Analisis Greenly memperkirakan bahwa rata-rata pengguna TikTok akan menghasilkan emisi sebesar 48,49 kilogram CO2e per tahun melalui penggunaan aplikasi ini. Angka ini jauh lebih tinggi dibandingkan dengan YouTube (40,17 kg CO2e) dan Instagram (32,52 kg CO2e).
Analisis terbaru dari Badan Perlindungan Lingkungan mengungkap bahwa mengakses TikTok selama satu menit setara dengan mengemudikan mobil bensin sejauh 123 mil, sementara YouTube dan Instagram masing-masing berkontribusi sebesar 102 mil dan 82,8 mil.
Bagaimana bisa penggunaan media sosial menghasilkan emisi sebesar itu? Jawabannya terletak pada pusat data yang menjadi tulang punggung operasional platform-platform tersebut
Pusat data ini mengkonsumsi energi listrik dalam jumlah besar untuk menjalankan server-server yang memproses data pengguna. Sekitar 99% dari jejak karbon yang dihasilkan oleh media sosial berasal dari operasi pusat data ini.

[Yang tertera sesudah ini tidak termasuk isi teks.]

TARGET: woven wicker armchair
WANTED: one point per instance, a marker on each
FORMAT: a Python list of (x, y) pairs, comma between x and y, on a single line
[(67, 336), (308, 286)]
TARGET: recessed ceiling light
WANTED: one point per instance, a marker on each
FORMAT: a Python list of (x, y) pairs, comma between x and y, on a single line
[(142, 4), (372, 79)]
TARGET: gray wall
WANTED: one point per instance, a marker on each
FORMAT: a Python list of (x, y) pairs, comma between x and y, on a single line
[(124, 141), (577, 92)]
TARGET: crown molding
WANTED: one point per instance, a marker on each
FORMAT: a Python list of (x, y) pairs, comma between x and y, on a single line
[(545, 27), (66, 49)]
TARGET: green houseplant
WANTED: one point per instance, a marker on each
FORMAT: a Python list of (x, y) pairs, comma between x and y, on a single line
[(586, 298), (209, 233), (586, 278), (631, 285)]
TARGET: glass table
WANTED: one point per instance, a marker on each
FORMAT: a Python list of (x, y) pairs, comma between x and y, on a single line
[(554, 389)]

Selain itu, pengisian daya perangkat pengguna setelah aktivitas di media sosial juga turut menyumbang emisi, meskipun dalam skala yang lebih kecil.
Dari ketiga platform yang diteliti, TikTok tercatat memiliki data emisi yang paling tidak transparan.
Raksasa teknologi seperti Meta (induk perusahaan Facebook dan Instagram) dan Google secara rutin merilis laporan terperinci mengenai jejak karbon mereka kepada Carbon Disclosure Project, bahkan mempublikasikan temuan tersebut di situs web resmi mereka.
Sayangnya, TikTok belum menyediakan data emisi yang komprehensif dan dapat diakses oleh publik.